Why having no alarms is not the same as being happy
In the Snake Brain, Alarm Emotions do not have gradations, just like alarms don’t have gradations. The brain is built in a way that, if there is an alarm, you can only turn off the alarm if you heed it; if you don’t turn it off, if you just push it away, that doesn’t resolve the problem. It’s like hitting the snooze button: the alarm will go off again and again until you actually wake up and deal with it.
This is part of the frustration with focusing on coping mechanisms instead of problem solving. If you experience an Alarm Emotion and do something to calm your physiological response, like pushing your face into cold water, it just makes your body switch off for a bit. But unless you engage your Sage Brain, the alarm will go off again because the problem still exists. So you can’t just keep pushing your alarms away, you need to get your Sage Brain to assess the situation and figure out why the alarm is going off.
The thing is, engaging the Sage Brain is complicated, time-consuming, and difficult, but that’s the only part of the brain that can learn. For some reason, what some segments of society have decided to do is to try to teach the Snake Brain not to be alarmed. So we try to teach a fire alarm not to be a fire alarm, to play Fur Elise when there is a fire – completely nonsensical. Being able to ignore the alarms so you can go back to baseline is not going to solve the problem, and therefore it’s not really going to make us happy.

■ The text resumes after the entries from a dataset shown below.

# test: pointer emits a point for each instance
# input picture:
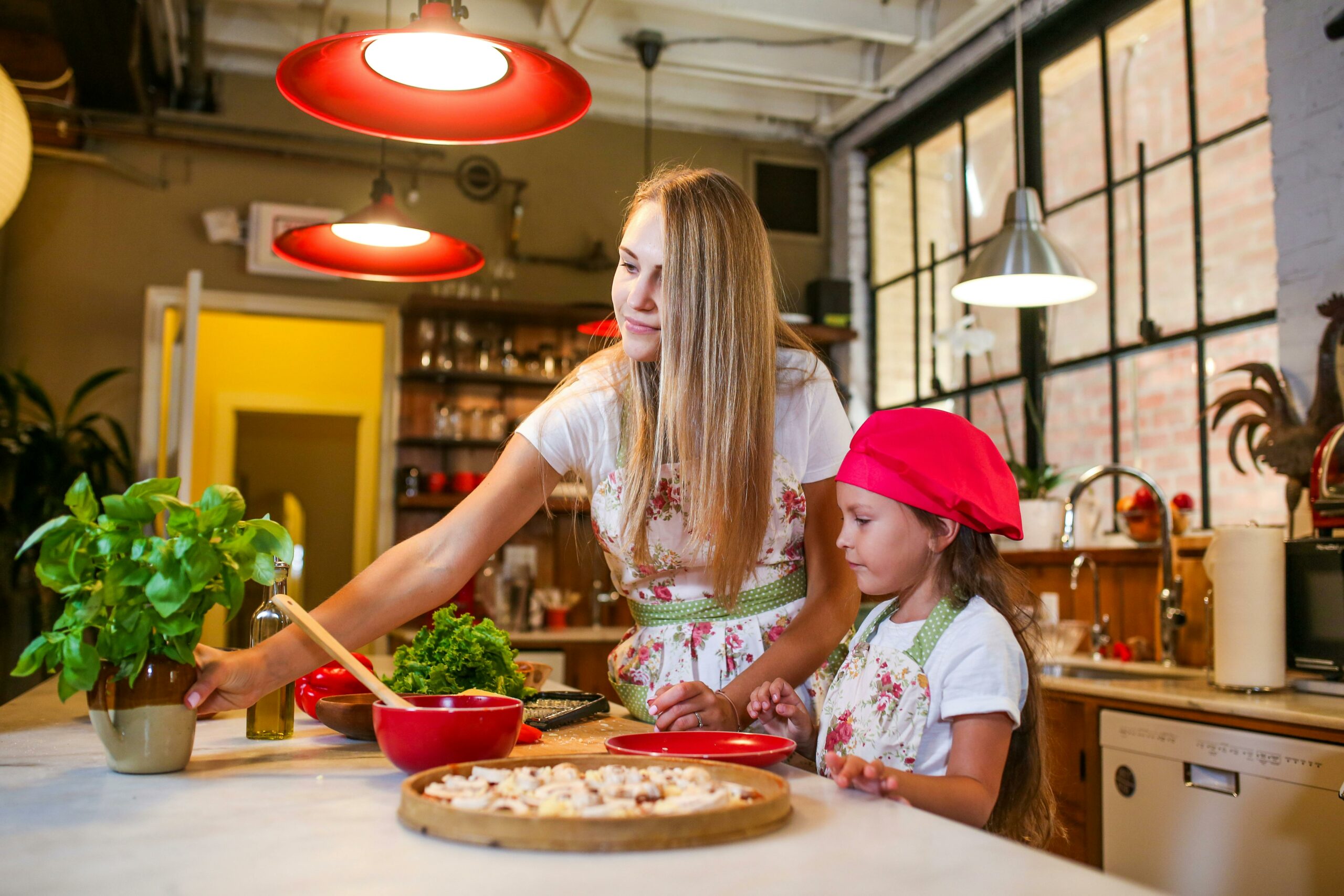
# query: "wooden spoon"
(340, 655)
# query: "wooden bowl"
(350, 714)
(437, 818)
(440, 730)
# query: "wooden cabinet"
(1072, 762)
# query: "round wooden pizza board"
(438, 818)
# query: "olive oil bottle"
(272, 718)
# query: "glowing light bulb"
(436, 61)
(1023, 291)
(385, 236)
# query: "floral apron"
(682, 633)
(878, 703)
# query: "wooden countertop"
(1194, 692)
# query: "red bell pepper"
(327, 681)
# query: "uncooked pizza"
(606, 792)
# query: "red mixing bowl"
(440, 730)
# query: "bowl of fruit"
(1141, 519)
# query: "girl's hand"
(870, 777)
(781, 711)
(229, 680)
(675, 708)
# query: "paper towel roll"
(1246, 566)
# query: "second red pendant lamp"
(433, 82)
(380, 242)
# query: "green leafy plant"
(44, 450)
(455, 655)
(130, 593)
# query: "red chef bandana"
(937, 462)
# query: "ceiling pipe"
(779, 82)
(197, 90)
(132, 128)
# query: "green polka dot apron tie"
(877, 705)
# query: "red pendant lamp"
(433, 82)
(380, 242)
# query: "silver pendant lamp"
(1023, 267)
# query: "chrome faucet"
(1171, 617)
(1101, 623)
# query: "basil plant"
(131, 593)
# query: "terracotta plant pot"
(145, 729)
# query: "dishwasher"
(1202, 810)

Here’s another dirty trick we’ve played on ourselves: we don’t turn our Alarm Emotions off because we don’t know they’re alarms. We’ve been taught that you shouldn’t feel bad because feeling bad is bad in itself: you’re weak, you’re indulging in self-pity. All of a sudden, people tell you that your bad feeling is your character trait: he’s an angry kid, or she’s an anxious woman. We slap a character judgment on someone because they’re stuck experiencing an alarm that they haven’t turned off.

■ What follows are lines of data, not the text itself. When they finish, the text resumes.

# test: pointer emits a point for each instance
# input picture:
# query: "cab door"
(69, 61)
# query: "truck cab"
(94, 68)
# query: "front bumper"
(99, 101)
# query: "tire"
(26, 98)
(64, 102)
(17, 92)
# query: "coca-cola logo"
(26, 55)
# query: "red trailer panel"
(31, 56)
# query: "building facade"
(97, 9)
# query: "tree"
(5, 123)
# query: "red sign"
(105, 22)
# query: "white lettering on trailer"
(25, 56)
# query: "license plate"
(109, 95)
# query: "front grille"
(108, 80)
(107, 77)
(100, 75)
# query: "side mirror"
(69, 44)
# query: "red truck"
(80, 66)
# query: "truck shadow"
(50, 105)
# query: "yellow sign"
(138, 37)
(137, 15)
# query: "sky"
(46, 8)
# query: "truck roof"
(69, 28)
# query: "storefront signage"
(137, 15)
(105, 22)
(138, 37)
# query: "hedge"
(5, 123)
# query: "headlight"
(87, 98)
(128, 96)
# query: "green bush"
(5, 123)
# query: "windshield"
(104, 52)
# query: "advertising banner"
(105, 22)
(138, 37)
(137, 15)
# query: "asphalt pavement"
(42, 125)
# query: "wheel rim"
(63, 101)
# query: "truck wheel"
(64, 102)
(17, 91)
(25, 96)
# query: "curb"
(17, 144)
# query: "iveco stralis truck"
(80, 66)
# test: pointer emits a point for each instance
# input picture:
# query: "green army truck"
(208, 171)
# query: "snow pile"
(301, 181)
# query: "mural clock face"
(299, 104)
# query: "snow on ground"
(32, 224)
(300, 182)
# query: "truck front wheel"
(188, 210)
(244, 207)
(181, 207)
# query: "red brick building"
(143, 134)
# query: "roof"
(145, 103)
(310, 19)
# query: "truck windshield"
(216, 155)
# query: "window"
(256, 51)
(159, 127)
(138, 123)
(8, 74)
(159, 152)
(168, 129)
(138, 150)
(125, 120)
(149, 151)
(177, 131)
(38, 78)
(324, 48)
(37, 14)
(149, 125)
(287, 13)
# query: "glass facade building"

Why do we do this? It’s so disempowering! We need to teach people that when they’re unhappy, not to avoid it and push it under the rug, but to figure out why you feel that way and fix what’s bothering you. If a kid is angry, you need to figure out why he feels his power is suppressed, what he wants to achieve and what obstacles are in his way. If we don’t recognize that these feelings are alarms, then we can’t go through the process of shutting them off, and we are sentencing ourselves to perpetual unhappiness.

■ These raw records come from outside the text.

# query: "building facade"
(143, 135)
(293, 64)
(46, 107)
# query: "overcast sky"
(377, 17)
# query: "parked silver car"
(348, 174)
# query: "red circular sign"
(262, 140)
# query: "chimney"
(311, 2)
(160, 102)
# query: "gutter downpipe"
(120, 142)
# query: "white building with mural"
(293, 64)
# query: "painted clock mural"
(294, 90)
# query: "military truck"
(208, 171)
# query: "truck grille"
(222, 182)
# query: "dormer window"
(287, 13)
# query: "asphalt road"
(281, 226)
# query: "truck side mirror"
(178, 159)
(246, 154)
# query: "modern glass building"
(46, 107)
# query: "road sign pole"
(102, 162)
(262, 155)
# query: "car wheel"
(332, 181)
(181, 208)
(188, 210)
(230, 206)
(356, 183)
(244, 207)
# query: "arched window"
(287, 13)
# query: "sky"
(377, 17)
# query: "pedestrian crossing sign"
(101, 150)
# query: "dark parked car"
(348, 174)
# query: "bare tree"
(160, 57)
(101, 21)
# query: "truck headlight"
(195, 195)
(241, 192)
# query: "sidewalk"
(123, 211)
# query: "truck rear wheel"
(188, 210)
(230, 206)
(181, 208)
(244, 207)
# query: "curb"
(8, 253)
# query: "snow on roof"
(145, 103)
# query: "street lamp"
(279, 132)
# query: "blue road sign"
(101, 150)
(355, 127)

That’s why it’s important to call out these bad emotions for what they are: alarms. Then we’ve got to engage our Sage Brain because the Snake Brain can only do things on automatic, which usually are not enough to solve the problem. Alarms go away when the Sage Brain has acknowledged it. If your Sage Brain can recognize that your anxiety is not a character trait, but arises in certain situations because you don’t feel prepared, then the Sage Brain can come up with a plan to be as prepared as possible. When you have enough time to react to things, and you have enough power to act in those situations, then your anxiety goes down.
Solving your problem is just the start of happiness
Here’s the thing: if you manage to legitimately get your Sage Brain to turn off the alarms, that means you’ve balanced back. And sure, that balance produces some happiness. But this is a lot like not being hungry: just because you’re not hungry, doesn’t mean that you’re full, that you’re satisfied. A lot of people who’ve managed to turn their alarms off stop at neutral and don’t do anything to build on their happiness, to reach satisfaction. A lot of the time, they just wait for the next shoe to drop.
If we’re told that not feeling bad is the purpose of life, then we conclude that if we feel neutral, we’ve achieved our purpose in life. Absolutely not! We should be asking, what can I do now that my alarm is off? How can I get to the next level? “We need to learn how to harvest happiness,” Erna replied in her unique parlance. It’s as if I’d completely forgotten what she explained about the higher levels of happiness.